Pavel Smrz, BUT
Today’s digital cinematography, game industry, advanced robotics, and many other fields take advantage of data-intensive video content analysis and processing. One of key tasks involved consists in large-scale 3D reconstruction from photographic images/video sequences and special remote sensing devices such as the LiDAR. Many-core CPU and GPU clusters available in data centres provide a natural platform for such a task.
This story focuses on a preservation scenario dealing with large-scale video processing data and all related processes. It aims at preserving interlinks among raw and derived data, created models and metadata and it deals with information quality management procedures within the whole process. It also employs advanced workflows and preservation actions concerned with preserving contextual information of the processed datasets – enhancing capturing/harvesting information, meta-representation framework for the analysis models, data reuse models, etc.

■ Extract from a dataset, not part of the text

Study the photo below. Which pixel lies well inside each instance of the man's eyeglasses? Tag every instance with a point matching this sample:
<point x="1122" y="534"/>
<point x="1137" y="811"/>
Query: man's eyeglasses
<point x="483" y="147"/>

Three levels of preservation components need to be combined to cope with user needs in this context:
- validation of input and output formats, consistency checking and quality assurance of resulting analysis results;
- preservation of the static context and pre-defined links among data, semantic relationships between the raw data and derived knowledge components;
- selection of characteristics profiling actual runs of particular tasks and influencing their results, preservation of log components and data-centre performance characteristics.
Preservation strategies for data centres also need to take into account specific characteristics of the platform provider / customer setting. The centres usually operate independently of the particular application domain and they are accessed remotely to process a specific set of data. Thus, voluminous input data needs to be transferred first and results sent back to the task owner. The preservation has to reflect distinct roles of the data owner and the platform provider and pay attention to access rights and security in general.
A particular story that will define a base for specific preservation experiments aims at building detailed 3D models of a large area. Involved algorithms take advantage of the GPU cluster available at the Timisoara data centre. The quality of results (e.g., the coverage of an area in focus) generally depends on a task dispatching mechanism and actual performance characteristics of individual nodes and an overall load during the processing. Thus, these features need to be logged and taken as a part of preserved links between the raw data and the results.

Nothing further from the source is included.